# Service contract



## Larry007 (Feb 5, 2006)

Looking to provide commercial service contracts. Have a lot of customers that we service normally, but some want to make it a monthly fee instead of the fee that is incured normally. Not thinking a full service contract, but not sure how to go about it? Thanks for your time. 
Larry


----------



## mdshunk (Mar 13, 2005)

I've been thinking about an answer to this question for several hours now, and I still don't have one. 

Bidding a service conctract is a scary thing. You need to have equipment data and historical age data on most of the stuff in the facility. Since you are already servicing these customers, you might already have a good handle on this. 

I know that most of commercial service work involves lamp changes and ballast changes. You could go by your historical data and figure out how many of these you do in a customer's facility per year. BUT... you know that there comes a point in the age of the installed equipment that they all start to fail, one right after the other, in the span of a year or two. 

One approach to service contracts is simply a defined response time (in hours) and a negotiated labor rate. Of the few service contracts that I have, this is the way I've got it set up. I've negotiated an 8 hour response time, certain amount for electricians, certain amount for helpers, and certain amount for bucket truck. 

Another approach is to list the type of work that you'll do for the monthly fee. Lamps, ballasts, breaker replacements, device replacements, yearly PM of gear and xfmrs, etc. Like I say, I believe this approach is risky if you don't have a good handle on when things are likely to fail. 
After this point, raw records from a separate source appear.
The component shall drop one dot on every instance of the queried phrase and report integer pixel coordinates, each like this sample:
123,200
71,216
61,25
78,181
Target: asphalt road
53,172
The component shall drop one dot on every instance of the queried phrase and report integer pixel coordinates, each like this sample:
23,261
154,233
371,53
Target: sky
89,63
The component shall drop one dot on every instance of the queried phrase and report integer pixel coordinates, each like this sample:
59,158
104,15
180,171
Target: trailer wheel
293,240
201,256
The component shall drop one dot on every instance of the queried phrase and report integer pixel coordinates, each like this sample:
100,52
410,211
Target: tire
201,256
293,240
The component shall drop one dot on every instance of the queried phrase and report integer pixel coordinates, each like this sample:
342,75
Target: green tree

You're in the best position right now. You're (presumably) doing the work on a T&M basis, as is the custom for most service work. I havn't personally figured out how to make service contracts profitable, and therefore don't push them. It does put you in the customer's facility on a monthly basis to try to upsell them things... if your guys know how to do that. If I was in your position, I might just drag my feet on the service contract matter until the customer barks for it again. That's just me talking, though.

I'm not sure if this random series of disconnected thoughts on service contracts helps at all...


----------



## mdshunk (Mar 13, 2005)

Here's one I dug up:

ELECTRICAL MAINTENANCE SERVICE CONTRACT
PRICING STRUCTURE
RATE INCLUDES TRUCK, TOOLS, EQUIPEMENT, ETC.
(All rates based on an 8 hour response time. Emergency, 1 hour response time rates are 25% higher)
YEAR 1
September 1, 2001 - June 30, 2002
1. Rate per hour, Monday through Friday, from 7:00 AM to 5:00 PM
Journeyman per hour_________
Apprentice per hour__________
2. Parts and/or materials cost
Contractor cost plus % mark up_____
3. Rate per hour, all other hours including Saturday and Sunday, and all legal
holidays.
Journeyman per hour________
Apprentice per hour_________
4. Bucket Truck Including Operator_____
YEAR 2
July 1, 2002 - June 30, 2003
1. Rate per hour, Monday through Friday, from 7:00 AM to 5:00 PM
Journeyman per hour_____
Apprentice per hour______
2. Parts and/or materials cost
Contractor cost plus % mark up________
3. Rate per hour, all other hours including Saturday and Sunday, and all legal
holidays.
Journeyman per hour_______
Apprentice per hour________
4. Bucket Truck Including Operator______
YEAR 3
July 1, 2003- June 30, 2004
1. Rate per hour, Monday through Friday, from 7:00AM to 5:00PM
Journeyman per hour___
Apprentice per hour______
2. Parts and/or materials cost.
Contractor cost plus % mark up______
3. Rate per hour, all other hours including Saturday and Sunday, and all legal
holidays.
Journeyman per hour____
Apprentice per hour________
4. Bucket Truck Including Operator______
________________________________________________________________________________________
Signature of Authorized Representative Title Date


----------